Systematic pan-cancer analysis identified NCOA4 as an immunological and prognostic biomarker and validated in lung adenocarcinoma

Cancer immunotherapy has revolutionized treatment, yet predicting patient responses remains challenging. The potential of nuclear receptor coactivator 4 (NCOA4) as a biomarker has been identified in different types of cancer. However, its role as an immunological and prognostic factor across cancers, particularly lung adenocarcinoma (LUAD), still needs to be fully understood. This study aims to address this gap by systematically analyzing NCOA4’s expression and its correlation with clinical outcomes and immune responses in pan-cancer.

To evaluate NCOA4 as a prognostic biomarker and explore its association with immune microenvironments across different cancer types, specifically focusing on LUAD.

We comprehensively analyzed data from the CCLE, GTEx, and TCGA databases. NCOA4 expression was analyzed in both normal and tumor tissues, and its correlation with overall survival was assessed using univariate Cox regression and Kaplan-Meier analysis. Immune infiltration was evaluated using the ESTIMATE, TIMER, and xCELL algorithms. We comprehensively analyzed its correlation with six genomic instability markers and the DNA methylation- and mRNA-based stemness index in certain tumors to investigate the potential role of NCOA4 in mediating cancer genomic heterogeneity and stemness. PPI network analysis and KEGG/GO enrichment analysis were conducted to identify associated proteins and pathways. LUAD samples were stained using immunohistochemistry (IHC). TIDE algorithm was used to predict immune checkpoint blockade (ICB) response within the TCGA-LUAD cohort.

NCOA4 expression was significantly higher in tumor tissues than normal tissues in 18 cancer types, including LUAD, while it was lower in 5. Survival outcomes in specific cancers were found to be inversely associated with NCOA4 expression, as indicated by the results of univariate Cox regression and Kaplan-Meier analysis. Analysis of immune infiltration demonstrated a significant association between NCOA4 and the presence of immune cells, including CD8 + T cells, neutrophils, and dendritic cells. Genomic instability markers, including TMB and MSI, showed significant correlations with NCOA4 expression, indicating a potential role in immunotherapy response. Stemness index analyses suggested NCOA4’s involvement in regulating tumor stemness. PPI network and KEGG/GO enrichment analyses implicated NCOA4 in immune-related biological processes and pathways. IHC staining of LUAD tissues confirmed higher NCOA4 expression in tumors versus non-cancerous tissues. The TIDE algorithm predicted that higher NCOA4 expression levels, as indicated by elevated TIDE scores, were associated with poorer ICB response rates in the TCGA-LUAD cohort.

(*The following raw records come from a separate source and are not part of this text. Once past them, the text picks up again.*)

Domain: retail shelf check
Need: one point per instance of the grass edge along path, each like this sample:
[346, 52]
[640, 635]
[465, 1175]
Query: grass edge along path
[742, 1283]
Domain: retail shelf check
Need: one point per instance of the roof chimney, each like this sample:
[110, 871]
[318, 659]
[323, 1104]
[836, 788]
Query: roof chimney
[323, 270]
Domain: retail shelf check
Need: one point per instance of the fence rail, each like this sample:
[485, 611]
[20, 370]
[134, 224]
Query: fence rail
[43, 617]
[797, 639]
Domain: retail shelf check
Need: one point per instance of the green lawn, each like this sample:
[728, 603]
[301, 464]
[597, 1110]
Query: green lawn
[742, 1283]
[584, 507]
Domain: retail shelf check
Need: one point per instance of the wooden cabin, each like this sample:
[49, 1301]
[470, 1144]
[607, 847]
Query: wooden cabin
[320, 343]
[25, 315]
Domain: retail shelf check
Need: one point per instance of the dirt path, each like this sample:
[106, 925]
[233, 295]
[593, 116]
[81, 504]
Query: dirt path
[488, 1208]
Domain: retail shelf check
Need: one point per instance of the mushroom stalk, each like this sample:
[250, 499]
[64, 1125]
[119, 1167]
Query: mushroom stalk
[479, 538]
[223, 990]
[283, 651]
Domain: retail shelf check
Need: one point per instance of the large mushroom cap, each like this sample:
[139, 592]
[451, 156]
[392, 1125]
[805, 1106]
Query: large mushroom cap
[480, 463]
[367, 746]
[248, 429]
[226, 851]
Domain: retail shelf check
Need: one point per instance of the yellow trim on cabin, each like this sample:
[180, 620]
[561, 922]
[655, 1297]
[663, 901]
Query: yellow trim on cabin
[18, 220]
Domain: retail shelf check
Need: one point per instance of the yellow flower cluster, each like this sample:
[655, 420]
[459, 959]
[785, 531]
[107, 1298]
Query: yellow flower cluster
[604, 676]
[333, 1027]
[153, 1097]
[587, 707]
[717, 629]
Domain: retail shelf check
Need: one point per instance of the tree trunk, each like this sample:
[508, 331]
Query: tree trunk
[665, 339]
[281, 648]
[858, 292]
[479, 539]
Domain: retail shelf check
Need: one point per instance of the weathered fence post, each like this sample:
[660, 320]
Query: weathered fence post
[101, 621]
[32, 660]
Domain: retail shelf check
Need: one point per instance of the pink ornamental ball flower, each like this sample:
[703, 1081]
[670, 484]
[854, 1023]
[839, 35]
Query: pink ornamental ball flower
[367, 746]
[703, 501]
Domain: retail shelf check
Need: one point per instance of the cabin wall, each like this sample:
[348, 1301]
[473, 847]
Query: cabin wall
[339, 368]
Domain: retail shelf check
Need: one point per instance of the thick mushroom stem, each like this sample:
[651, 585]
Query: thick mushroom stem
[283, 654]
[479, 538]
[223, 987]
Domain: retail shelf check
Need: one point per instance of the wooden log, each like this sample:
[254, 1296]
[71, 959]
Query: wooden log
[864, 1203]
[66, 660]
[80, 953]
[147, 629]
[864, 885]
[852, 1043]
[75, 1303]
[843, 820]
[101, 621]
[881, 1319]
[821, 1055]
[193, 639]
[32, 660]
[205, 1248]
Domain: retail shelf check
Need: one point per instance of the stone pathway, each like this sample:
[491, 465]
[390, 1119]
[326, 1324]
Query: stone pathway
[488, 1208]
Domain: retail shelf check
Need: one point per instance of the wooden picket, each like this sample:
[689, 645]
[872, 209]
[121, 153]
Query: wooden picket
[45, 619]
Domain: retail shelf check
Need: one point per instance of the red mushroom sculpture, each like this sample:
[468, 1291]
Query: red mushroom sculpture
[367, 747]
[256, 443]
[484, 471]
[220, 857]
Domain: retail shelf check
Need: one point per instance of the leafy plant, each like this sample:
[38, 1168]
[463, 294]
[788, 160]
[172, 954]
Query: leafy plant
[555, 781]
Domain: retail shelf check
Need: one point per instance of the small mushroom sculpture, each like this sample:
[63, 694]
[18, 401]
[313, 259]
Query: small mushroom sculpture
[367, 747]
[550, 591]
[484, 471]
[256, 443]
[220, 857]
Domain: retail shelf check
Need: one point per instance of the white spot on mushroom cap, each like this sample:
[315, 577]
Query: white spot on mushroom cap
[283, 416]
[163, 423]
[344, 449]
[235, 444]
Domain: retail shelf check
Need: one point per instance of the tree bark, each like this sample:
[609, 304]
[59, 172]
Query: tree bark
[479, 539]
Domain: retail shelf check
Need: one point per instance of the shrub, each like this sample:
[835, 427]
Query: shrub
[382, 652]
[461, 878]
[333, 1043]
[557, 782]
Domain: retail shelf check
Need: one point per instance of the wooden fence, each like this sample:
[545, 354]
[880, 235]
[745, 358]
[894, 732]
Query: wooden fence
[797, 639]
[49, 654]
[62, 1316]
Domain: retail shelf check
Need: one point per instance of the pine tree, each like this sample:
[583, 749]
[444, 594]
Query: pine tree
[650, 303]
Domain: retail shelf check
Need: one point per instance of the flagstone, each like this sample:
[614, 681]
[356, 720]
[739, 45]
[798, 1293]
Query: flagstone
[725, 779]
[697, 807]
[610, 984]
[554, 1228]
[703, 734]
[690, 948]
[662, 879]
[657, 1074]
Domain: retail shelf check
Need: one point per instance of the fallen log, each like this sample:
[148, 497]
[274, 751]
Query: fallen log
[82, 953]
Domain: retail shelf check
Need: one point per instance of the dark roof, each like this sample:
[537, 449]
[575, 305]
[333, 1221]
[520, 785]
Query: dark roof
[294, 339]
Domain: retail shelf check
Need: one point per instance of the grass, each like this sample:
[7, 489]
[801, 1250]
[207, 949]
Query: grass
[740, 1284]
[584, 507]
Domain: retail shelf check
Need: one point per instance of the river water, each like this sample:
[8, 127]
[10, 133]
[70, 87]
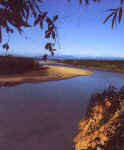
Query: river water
[45, 116]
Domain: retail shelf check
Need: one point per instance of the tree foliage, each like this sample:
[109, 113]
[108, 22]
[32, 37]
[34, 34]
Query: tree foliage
[15, 15]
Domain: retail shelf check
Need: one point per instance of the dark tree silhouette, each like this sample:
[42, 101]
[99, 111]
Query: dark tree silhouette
[15, 14]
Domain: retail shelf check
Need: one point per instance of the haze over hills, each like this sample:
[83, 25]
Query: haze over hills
[85, 57]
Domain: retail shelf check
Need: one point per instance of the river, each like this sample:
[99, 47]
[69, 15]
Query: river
[45, 116]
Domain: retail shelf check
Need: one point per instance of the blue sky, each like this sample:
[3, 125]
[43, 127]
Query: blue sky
[81, 32]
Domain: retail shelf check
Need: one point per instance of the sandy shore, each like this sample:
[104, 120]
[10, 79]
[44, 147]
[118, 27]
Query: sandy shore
[49, 74]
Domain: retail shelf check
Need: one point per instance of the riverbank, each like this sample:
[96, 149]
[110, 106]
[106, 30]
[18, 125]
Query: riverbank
[105, 65]
[45, 73]
[102, 127]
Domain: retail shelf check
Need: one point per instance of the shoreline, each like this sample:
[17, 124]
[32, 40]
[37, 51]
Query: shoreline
[102, 65]
[52, 73]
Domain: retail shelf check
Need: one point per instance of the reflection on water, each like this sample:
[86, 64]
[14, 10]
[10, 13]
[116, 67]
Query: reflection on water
[44, 116]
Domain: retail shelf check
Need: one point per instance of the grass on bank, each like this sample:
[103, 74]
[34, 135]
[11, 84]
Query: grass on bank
[17, 65]
[102, 127]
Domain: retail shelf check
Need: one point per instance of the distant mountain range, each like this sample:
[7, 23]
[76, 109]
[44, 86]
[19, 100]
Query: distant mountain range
[88, 57]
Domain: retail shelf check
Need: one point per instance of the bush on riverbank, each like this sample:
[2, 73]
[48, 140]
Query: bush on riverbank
[102, 127]
[17, 65]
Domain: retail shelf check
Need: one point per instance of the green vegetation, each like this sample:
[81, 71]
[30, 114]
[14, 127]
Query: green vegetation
[102, 127]
[10, 65]
[106, 65]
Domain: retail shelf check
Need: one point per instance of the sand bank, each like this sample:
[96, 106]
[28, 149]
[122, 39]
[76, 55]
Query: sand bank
[49, 74]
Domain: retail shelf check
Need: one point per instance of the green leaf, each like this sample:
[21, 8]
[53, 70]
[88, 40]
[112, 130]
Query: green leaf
[108, 17]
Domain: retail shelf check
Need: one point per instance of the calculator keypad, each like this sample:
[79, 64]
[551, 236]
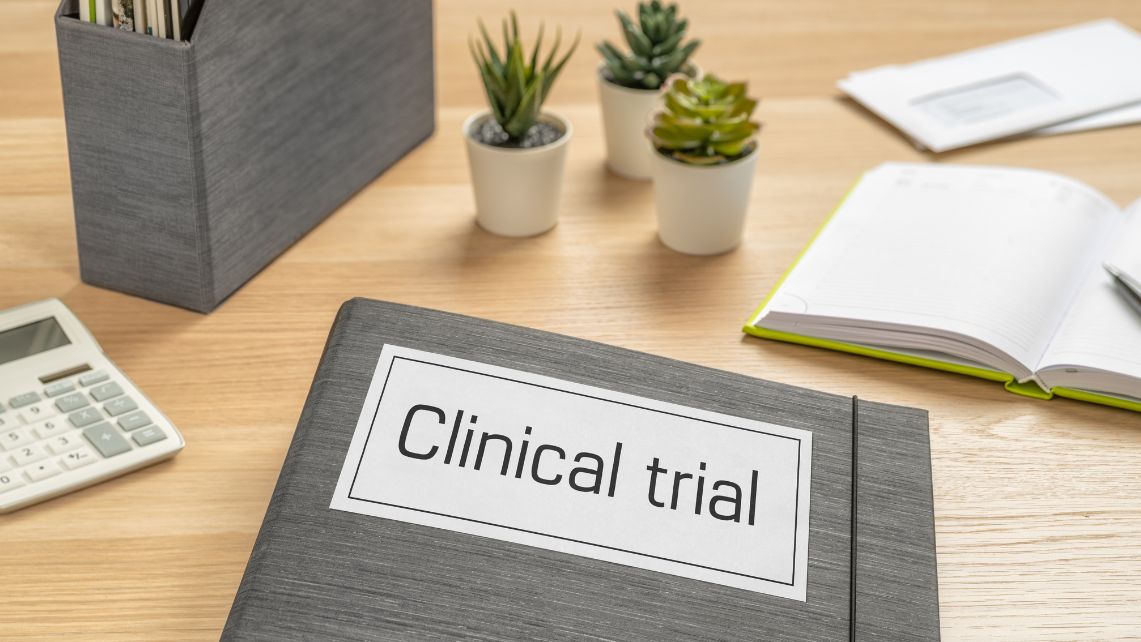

NCOA4 exhibits context-dependent associations with prognosis, immune infiltration, and genomic instability across cancers. While experimental validation in LUAD supports its candidacy as a biomarker, mechanistic studies are required to establish causal relationships. These findings highlight NCOA4’s potential utility in stratifying patients for immunotherapy and ferroptosis-targeted therapies.